Graph Embedding Methods:
- Vector Point-based Methods: Aim to embed nodes as single points in a latent space.
- Random Walk-based (DeepWalk, LINE, node2vec): These methods are highlighted for scalability. The pipeline involves:
- Generating node context (sequences) using random walks (e.g., DeepWalk's truncated walks, node2vec's biased walks controlled by parameters p and q to balance BFS/DFS exploration).
- Learning embeddings using an encoder (typically a SkipGram model) by optimizing an objective function (e.g., maximizing likelihood of context nodes given a source node) using techniques like hierarchical softmax or negative sampling with SGD.
- Using the learned vectors (Φ∈R∣V∣×L) for downstream tasks.
- Limitations include the inability to capture network uncertainty.
- Gaussian Distribution-based Methods (KG2E, Graph2Gauss/G2G, DVNE): Embed nodes as multivariate Gaussian distributions N(μi,Σi), capturing uncertainty via the covariance Σi.
- Advantages: Model uncertainty, incorporate node attributes, represent nodes as "soft regions".
- Implementation (e.g., G2G): Involves generating node triplets (i,jk,jl) where node i is closer to jk than jl (based on k-hop neighborhoods), using a deep encoder to map node attributes X to μ and Σ, defining an energy function (e.g., KL-divergence) to measure distance between distributions, and minimizing an energy-based ranking loss (e.g., square-exponential loss) to enforce proximity constraints (E(Pi,Pjk)<E(Pi,Pjl)).

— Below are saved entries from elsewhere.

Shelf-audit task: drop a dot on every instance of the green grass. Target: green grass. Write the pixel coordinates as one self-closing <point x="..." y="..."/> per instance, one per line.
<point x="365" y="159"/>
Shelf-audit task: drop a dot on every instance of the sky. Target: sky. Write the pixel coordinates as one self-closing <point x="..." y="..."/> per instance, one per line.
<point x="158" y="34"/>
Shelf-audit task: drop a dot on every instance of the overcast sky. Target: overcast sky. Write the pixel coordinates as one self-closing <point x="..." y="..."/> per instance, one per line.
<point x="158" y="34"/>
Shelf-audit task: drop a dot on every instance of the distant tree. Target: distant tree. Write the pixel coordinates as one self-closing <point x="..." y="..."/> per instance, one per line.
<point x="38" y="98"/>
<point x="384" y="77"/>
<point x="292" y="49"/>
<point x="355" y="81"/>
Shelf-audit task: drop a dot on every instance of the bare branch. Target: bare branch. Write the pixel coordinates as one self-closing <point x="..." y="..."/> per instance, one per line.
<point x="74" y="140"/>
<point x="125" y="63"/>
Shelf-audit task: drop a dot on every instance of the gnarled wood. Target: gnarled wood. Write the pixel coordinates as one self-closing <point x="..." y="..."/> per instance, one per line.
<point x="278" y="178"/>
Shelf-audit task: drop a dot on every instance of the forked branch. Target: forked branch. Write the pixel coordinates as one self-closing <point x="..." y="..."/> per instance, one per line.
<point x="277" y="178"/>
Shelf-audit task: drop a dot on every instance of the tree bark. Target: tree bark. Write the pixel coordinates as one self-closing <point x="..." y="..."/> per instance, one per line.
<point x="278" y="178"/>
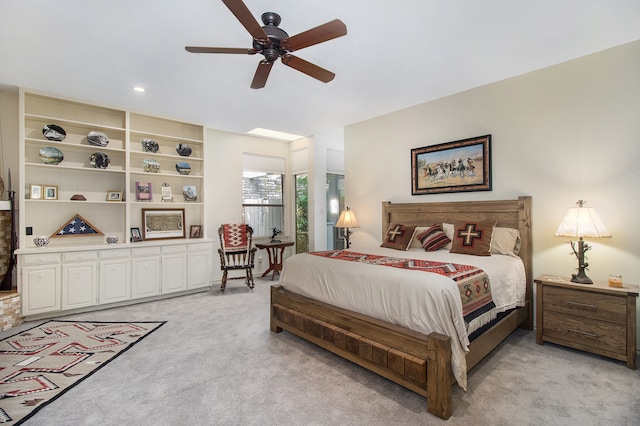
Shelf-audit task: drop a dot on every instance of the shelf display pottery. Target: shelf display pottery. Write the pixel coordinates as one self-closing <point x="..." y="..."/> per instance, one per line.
<point x="99" y="160"/>
<point x="149" y="145"/>
<point x="150" y="165"/>
<point x="183" y="167"/>
<point x="98" y="139"/>
<point x="53" y="132"/>
<point x="51" y="155"/>
<point x="183" y="149"/>
<point x="41" y="241"/>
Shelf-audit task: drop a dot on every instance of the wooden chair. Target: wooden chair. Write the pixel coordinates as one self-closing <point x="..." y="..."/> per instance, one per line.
<point x="236" y="252"/>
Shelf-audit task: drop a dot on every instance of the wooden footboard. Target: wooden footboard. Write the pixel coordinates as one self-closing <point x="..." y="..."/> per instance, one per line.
<point x="419" y="362"/>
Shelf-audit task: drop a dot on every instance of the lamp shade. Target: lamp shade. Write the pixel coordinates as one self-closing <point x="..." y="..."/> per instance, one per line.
<point x="347" y="219"/>
<point x="582" y="222"/>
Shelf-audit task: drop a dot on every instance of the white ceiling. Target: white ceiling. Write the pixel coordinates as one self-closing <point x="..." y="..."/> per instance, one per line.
<point x="396" y="54"/>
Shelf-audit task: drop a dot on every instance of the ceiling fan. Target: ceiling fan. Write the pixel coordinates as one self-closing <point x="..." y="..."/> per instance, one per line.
<point x="273" y="42"/>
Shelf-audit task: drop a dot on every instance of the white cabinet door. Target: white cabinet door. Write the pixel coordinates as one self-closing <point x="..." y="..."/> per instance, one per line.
<point x="79" y="285"/>
<point x="199" y="269"/>
<point x="115" y="280"/>
<point x="40" y="290"/>
<point x="174" y="272"/>
<point x="146" y="277"/>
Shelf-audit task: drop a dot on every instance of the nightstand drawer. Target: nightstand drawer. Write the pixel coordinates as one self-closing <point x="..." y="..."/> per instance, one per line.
<point x="586" y="334"/>
<point x="598" y="306"/>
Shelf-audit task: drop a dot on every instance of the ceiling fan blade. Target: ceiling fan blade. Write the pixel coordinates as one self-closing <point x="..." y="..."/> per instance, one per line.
<point x="308" y="68"/>
<point x="232" y="50"/>
<point x="324" y="32"/>
<point x="242" y="12"/>
<point x="261" y="75"/>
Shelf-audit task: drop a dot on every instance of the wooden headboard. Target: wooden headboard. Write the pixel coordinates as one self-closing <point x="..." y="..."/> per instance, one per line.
<point x="506" y="213"/>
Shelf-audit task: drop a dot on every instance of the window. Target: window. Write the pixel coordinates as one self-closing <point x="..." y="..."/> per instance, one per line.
<point x="262" y="202"/>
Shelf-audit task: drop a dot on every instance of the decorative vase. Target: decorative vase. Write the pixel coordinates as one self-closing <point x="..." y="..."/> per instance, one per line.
<point x="54" y="132"/>
<point x="98" y="139"/>
<point x="183" y="167"/>
<point x="183" y="149"/>
<point x="99" y="160"/>
<point x="149" y="145"/>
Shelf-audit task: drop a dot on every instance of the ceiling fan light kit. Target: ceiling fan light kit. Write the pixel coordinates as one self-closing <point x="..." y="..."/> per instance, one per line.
<point x="273" y="42"/>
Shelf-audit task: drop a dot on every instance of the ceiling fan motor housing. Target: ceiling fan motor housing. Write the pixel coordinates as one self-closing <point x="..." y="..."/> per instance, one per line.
<point x="272" y="52"/>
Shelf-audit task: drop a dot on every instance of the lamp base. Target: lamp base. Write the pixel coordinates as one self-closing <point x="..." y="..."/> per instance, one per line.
<point x="581" y="279"/>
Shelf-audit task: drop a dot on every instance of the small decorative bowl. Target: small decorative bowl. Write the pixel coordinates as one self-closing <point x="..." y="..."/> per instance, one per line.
<point x="41" y="241"/>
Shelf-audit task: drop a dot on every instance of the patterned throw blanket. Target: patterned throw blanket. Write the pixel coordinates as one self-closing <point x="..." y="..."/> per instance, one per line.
<point x="478" y="308"/>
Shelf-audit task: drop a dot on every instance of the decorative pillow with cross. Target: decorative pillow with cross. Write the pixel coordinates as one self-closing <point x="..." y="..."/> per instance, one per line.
<point x="398" y="236"/>
<point x="472" y="238"/>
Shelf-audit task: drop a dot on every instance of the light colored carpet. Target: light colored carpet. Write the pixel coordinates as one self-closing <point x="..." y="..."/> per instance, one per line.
<point x="215" y="362"/>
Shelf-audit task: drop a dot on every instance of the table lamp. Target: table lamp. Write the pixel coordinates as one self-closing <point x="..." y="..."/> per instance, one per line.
<point x="581" y="222"/>
<point x="347" y="220"/>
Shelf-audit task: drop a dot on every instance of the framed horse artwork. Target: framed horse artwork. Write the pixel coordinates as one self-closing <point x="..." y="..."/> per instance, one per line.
<point x="458" y="166"/>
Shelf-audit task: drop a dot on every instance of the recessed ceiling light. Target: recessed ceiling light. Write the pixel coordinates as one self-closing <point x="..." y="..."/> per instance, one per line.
<point x="273" y="134"/>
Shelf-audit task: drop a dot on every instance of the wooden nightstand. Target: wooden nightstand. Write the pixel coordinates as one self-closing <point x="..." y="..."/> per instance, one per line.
<point x="591" y="317"/>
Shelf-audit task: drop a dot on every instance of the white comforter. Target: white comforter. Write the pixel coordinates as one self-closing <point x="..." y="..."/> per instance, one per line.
<point x="405" y="297"/>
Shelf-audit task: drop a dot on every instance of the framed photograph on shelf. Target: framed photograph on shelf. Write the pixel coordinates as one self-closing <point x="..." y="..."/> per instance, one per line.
<point x="459" y="166"/>
<point x="50" y="192"/>
<point x="162" y="224"/>
<point x="136" y="236"/>
<point x="114" y="195"/>
<point x="35" y="192"/>
<point x="190" y="193"/>
<point x="167" y="195"/>
<point x="143" y="191"/>
<point x="195" y="231"/>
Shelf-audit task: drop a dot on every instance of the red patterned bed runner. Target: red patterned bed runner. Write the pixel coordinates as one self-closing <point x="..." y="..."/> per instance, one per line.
<point x="478" y="308"/>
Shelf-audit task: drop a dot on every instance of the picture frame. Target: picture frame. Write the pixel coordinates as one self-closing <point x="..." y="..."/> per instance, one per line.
<point x="195" y="231"/>
<point x="136" y="236"/>
<point x="143" y="191"/>
<point x="35" y="192"/>
<point x="163" y="224"/>
<point x="167" y="194"/>
<point x="458" y="166"/>
<point x="190" y="193"/>
<point x="50" y="192"/>
<point x="114" y="195"/>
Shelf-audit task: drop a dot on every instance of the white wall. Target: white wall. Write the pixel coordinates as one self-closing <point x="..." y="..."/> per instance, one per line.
<point x="563" y="133"/>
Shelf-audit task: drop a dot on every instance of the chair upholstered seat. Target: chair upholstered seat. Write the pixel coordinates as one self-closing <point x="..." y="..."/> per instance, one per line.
<point x="236" y="252"/>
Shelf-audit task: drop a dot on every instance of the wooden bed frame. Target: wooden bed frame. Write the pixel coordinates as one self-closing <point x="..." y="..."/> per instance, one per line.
<point x="419" y="362"/>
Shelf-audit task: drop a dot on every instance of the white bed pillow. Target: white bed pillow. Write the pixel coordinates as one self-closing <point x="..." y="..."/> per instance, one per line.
<point x="447" y="228"/>
<point x="506" y="241"/>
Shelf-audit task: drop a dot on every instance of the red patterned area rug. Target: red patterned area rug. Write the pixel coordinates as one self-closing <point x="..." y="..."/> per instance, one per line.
<point x="40" y="364"/>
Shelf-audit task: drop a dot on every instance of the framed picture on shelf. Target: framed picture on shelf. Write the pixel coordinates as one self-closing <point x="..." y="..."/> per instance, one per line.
<point x="114" y="195"/>
<point x="162" y="224"/>
<point x="143" y="191"/>
<point x="35" y="192"/>
<point x="458" y="166"/>
<point x="195" y="231"/>
<point x="136" y="236"/>
<point x="50" y="192"/>
<point x="167" y="195"/>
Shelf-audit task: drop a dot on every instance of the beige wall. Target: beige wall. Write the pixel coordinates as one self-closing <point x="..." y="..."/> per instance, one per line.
<point x="563" y="133"/>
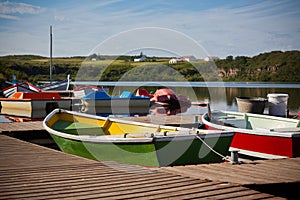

- Benefits: Quantifies neighborhood diversity, helps discover intrinsic graph dimensionality.
- Dynamic Graph Embedding Methods: Address graphs that evolve over time.
- Representations: Discrete snapshots (G1,...,GT) or continuous-time graphs (temporal edges, link streams).
- Challenges: Ensuring embedding stability across time steps, efficiently updating embeddings, scaling to large dynamic networks.
- Approaches: Include methods based on matrix factorization, SkipGram, autoencoders, GCNs, and GANs.
Applications:
The paper showcases graph embedding applications across diverse domains:
- Social Networks: Community detection in Zachary's karate club using DeepWalk; analysis of large-scale attributed networks (Facebook, Twitter).
- Citation Networks: Node classification and analysis of uncertainty in CORA/CORA-ML datasets using Graph2Gauss, demonstrating how variance relates to neighborhood diversity and intrinsic dimensionality.
- Brain Networks: Using node2vec for predicting structure-function links; using multi-graph Gaussian embedding (MG2G) on fMRI data to quantify cognitive training effects in aMCI patients, leveraging uncertainty for patient-specific analysis and identifying affected regions/systems; predicting Alzheimer's progression using MEG data.
- Genomic Networks: Identifying chromatin sub-compartments from Hi-C data using LINE embedding and k-means; analyzing gene sets using Gaussian embedding (set2Gauss) to model functional diversity and uncertainty within sets based on protein-protein interaction networks.
Implementation and Summary:
- The paper emphasizes practical implementation, providing details in the appendix for node2vec on the Karate club dataset and Graph2Gauss on the CORA-ML dataset, mentioning libraries like NetworkX, Gensim, scikit-learn, and TensorFlow.
- It concludes by positioning graph embedding as a powerful, scalable approach for modern network analysis, superior to traditional methods and older dimensionality reduction techniques like Isomap due to lower computational complexity (often linear) and added capabilities like uncertainty quantification. The review focuses on scalable random walk and neural network-based methods for both static and dynamic graphs.